Seems these units have an issue with gas tanks rusting and fowling the the fuel lines, filters, carburetors. So far it appears Kawasaki is doing nothing to mitigate the problem.

Next we can discuss the Lawn Ornament. The zero turn Kubota mower my husband talked me in to.


----------



## Alaskan (Aug 22, 2015)

Our Kubota tractor still runs... It is a 74 I think.


----------



## casportpony (Aug 22, 2015)

robin416 said:


> So, a little over two years ago the hubs convinced me the Kawasaki was the best choice for a little all terrain vehicle.
> 
> Guess where it is. Nope, it's not in the garage. Nope, I don't have it out using it.
> 
> ...


That's horrible, I thought Kawi made better products than that!


----------



## robin416 (Sep 8, 2013)

Alaskan said:


> Our Kubota tractor still runs... It is a 74 I think.
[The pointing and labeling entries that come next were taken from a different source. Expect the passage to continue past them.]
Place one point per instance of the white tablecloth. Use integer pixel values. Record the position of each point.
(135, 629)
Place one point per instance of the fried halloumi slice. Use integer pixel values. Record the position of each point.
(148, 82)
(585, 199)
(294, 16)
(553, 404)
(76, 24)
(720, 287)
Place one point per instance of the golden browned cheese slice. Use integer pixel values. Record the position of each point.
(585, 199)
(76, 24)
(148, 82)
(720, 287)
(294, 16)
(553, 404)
Loved my Kubota tractor, this zero turn?

It had something like five hours on it, it would turn over but refused to start. It was taken an hour away from home, hours later the thing started. With no explanation as to why but then so many parts were changed it's hard to say what the right answer was.
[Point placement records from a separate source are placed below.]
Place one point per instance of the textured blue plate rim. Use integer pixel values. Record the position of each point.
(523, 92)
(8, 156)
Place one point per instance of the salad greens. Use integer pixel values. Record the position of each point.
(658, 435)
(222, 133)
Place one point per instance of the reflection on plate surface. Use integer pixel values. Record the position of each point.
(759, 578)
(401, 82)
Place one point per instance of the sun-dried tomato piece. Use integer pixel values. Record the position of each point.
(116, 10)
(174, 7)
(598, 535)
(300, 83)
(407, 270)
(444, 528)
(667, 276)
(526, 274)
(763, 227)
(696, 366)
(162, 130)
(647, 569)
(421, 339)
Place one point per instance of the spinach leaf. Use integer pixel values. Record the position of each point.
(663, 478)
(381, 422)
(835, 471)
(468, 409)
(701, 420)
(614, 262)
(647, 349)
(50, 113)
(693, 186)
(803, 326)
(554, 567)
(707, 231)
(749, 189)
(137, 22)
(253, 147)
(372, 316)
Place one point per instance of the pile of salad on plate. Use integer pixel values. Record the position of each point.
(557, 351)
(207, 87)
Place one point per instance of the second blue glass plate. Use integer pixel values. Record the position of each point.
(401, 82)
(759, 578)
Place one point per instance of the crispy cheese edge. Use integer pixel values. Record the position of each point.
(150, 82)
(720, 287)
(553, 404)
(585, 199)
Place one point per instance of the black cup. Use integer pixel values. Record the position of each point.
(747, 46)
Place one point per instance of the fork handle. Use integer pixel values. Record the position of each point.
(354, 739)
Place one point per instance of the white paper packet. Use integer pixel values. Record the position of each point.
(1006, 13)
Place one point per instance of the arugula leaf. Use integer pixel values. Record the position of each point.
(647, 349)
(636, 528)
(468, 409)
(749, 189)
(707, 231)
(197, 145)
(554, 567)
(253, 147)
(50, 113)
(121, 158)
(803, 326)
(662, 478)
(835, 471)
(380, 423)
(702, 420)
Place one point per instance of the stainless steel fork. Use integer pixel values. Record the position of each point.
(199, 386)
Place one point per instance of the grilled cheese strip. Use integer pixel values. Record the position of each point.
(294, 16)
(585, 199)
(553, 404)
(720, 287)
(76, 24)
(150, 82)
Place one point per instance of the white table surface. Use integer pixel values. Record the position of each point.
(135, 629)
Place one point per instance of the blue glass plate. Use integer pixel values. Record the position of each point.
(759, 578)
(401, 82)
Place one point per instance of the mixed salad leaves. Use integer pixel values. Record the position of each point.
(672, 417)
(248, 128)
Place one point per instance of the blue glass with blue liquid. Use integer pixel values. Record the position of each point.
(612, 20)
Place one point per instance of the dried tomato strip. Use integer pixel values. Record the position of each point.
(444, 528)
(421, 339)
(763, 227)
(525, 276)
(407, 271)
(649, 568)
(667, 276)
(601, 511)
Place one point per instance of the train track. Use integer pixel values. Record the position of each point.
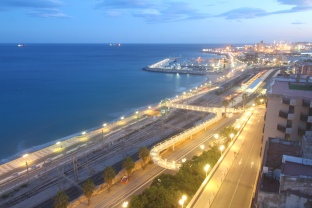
(131, 139)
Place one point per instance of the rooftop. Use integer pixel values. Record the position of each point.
(295, 166)
(283, 88)
(279, 147)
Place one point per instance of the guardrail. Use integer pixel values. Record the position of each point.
(172, 165)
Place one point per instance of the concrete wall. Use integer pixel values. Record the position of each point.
(302, 185)
(275, 200)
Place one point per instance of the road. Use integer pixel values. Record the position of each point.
(235, 188)
(143, 178)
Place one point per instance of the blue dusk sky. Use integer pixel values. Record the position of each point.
(155, 21)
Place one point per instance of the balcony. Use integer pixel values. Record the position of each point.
(301, 131)
(307, 103)
(284, 129)
(286, 100)
(283, 114)
(304, 132)
(286, 115)
(289, 101)
(305, 118)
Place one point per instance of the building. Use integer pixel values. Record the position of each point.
(286, 177)
(289, 110)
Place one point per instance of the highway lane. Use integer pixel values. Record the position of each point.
(238, 187)
(136, 185)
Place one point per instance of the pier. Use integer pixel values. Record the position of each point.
(163, 66)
Fast forward a couple of months, same thing. Cranks but won't start.

This time it went to another dealer. They had it for about a month, they did get it started by throwing stuff at it. None of which would explain the no start condition. I got a call saying they were bringing it home.

I asked what they did, well we replaced all of these parts, jiggled this, jiggled that. Again, none of them had a darned thing to do with a no start.
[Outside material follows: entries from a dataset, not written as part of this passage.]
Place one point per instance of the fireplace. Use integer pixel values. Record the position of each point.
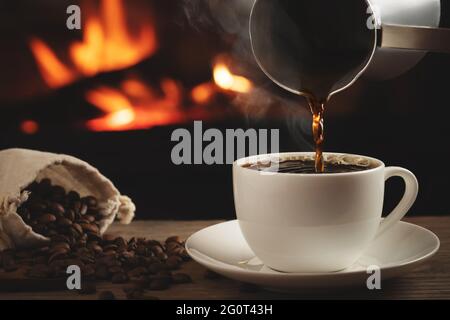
(113, 92)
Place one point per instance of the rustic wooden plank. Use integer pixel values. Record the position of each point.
(430, 281)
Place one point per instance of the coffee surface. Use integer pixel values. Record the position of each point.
(307, 166)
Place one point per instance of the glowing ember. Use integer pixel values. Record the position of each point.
(29, 127)
(54, 72)
(203, 93)
(135, 106)
(107, 45)
(228, 81)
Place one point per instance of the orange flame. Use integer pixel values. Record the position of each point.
(134, 106)
(226, 80)
(29, 127)
(107, 45)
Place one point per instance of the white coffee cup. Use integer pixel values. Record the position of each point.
(315, 223)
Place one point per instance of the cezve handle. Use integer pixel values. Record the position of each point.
(415, 38)
(411, 191)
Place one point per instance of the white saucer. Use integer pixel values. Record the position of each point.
(222, 249)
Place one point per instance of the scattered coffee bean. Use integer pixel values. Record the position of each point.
(119, 278)
(160, 283)
(72, 225)
(180, 278)
(106, 295)
(88, 287)
(135, 294)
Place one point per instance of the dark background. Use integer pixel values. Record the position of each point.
(402, 121)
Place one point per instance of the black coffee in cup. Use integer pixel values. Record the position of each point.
(308, 166)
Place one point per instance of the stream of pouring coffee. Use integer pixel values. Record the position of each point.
(317, 110)
(329, 43)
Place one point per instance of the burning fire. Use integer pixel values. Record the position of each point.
(107, 45)
(228, 81)
(136, 106)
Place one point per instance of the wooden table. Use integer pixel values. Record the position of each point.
(430, 281)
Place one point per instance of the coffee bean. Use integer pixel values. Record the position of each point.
(60, 246)
(90, 227)
(106, 295)
(57, 255)
(115, 269)
(56, 208)
(137, 272)
(180, 278)
(88, 271)
(119, 278)
(70, 214)
(90, 201)
(73, 226)
(40, 229)
(158, 284)
(60, 238)
(89, 218)
(173, 262)
(102, 273)
(95, 247)
(73, 196)
(174, 239)
(87, 288)
(83, 209)
(155, 268)
(40, 271)
(136, 294)
(109, 237)
(77, 228)
(47, 218)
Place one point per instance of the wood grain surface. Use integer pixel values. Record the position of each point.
(429, 281)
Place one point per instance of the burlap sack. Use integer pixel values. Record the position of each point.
(19, 168)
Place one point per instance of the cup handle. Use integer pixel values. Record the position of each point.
(410, 196)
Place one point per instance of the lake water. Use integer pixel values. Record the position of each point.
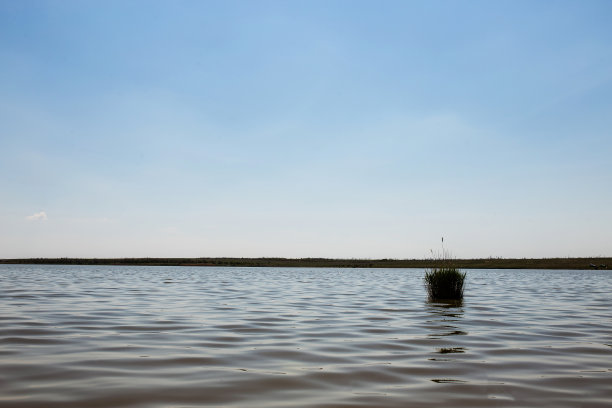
(119, 336)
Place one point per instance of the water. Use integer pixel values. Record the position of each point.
(108, 336)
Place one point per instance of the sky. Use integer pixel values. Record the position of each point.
(340, 129)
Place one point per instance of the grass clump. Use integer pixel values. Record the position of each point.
(444, 283)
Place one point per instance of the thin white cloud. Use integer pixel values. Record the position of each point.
(41, 216)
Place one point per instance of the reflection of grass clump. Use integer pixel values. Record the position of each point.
(444, 283)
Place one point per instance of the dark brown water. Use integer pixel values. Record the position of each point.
(81, 336)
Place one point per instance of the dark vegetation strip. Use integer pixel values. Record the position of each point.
(484, 263)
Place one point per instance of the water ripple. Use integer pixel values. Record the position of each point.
(96, 336)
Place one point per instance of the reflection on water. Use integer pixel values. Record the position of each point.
(97, 336)
(446, 318)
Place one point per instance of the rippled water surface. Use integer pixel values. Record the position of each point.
(102, 336)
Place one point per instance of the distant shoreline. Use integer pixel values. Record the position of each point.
(483, 263)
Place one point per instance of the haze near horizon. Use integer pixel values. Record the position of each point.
(305, 129)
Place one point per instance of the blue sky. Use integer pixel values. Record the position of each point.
(304, 129)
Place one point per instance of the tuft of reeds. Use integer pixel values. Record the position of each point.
(444, 281)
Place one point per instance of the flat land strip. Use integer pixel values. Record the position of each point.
(484, 263)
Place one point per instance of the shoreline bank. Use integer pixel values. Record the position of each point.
(598, 263)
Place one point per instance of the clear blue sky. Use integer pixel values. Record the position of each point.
(360, 129)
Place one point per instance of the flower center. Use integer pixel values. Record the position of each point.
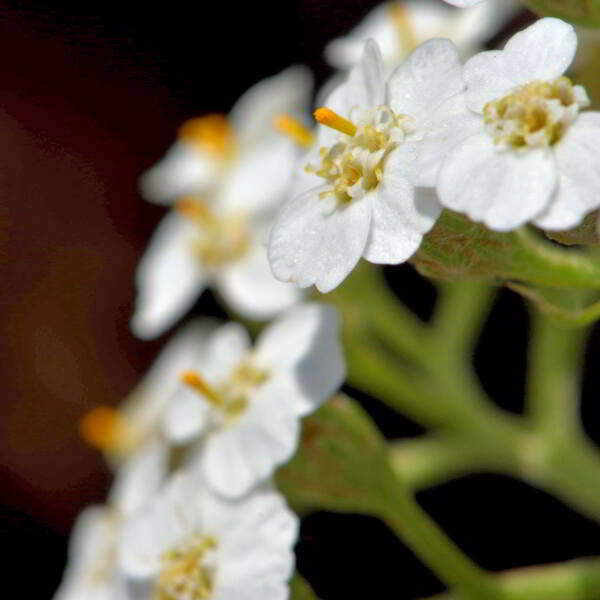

I said no, you are not bringing it home. You did not replace anything that had to do with the problem so keep it or bring me another one.

Got a call two weeks later, we found it. It was the choke. Duh, why was that not investigated to start with? Since then it's been fine but it still has the name of Lawn Ornament.


----------



## robin416 (Sep 8, 2013)

casportpony said:


> That's horrible, I thought Kawi made better products than that!


My husband based his experience using them on the job sites. More dependable than the Kubotas they used too. Thing is, they didn't have to do maintenance so this issue with gas tanks never came up.

But a search the other night had quite a few people complaining about the rust in gas tanks fowling their fuel systems.

If I didn't have an issue with my 20 year old truck that tells you how low the quality is of the steel they're using in the construction of these tanks.


----------



## rosco47 (Jul 6, 2015)

As you are finding out, lack of use is most of the time worse on the longevity and reliability of equipment than overuse...


----------



## robin416 (Sep 8, 2013)

I wondered that myself but I found out that doesn't seem to have anything to do with the gas tank issue. Others had far heavier use but ended up with the problem.

Hubs said the tank was too low. Uh, no it wasn't, it was as full as it could possibly get.


----------



## seminole wind (Aug 22, 2015)

Robin, I have the same scenario. A few months ago I traded a Kawasaki mule for 18 months of horse boarding. 2 years ago I had to have it. I needed something for chicken feed. Then hubby got me a carport for the Mule. Then I was storing the feed in cans in there. I could back my pick up right up to the cans and unload. So the mule sat there for 2 years with sporatic use. It had about 10 hours on it. 

The place I have the horse had a mule that died on them about 6 months ago. So it was a good trade. They got a like-new mule and I got 18 months of pasture board.

Mine only had one problem. About a year or more ago, it kept stalling and hard to start. Turned out to be the "timing" was too slow. Then it ran fine.


----------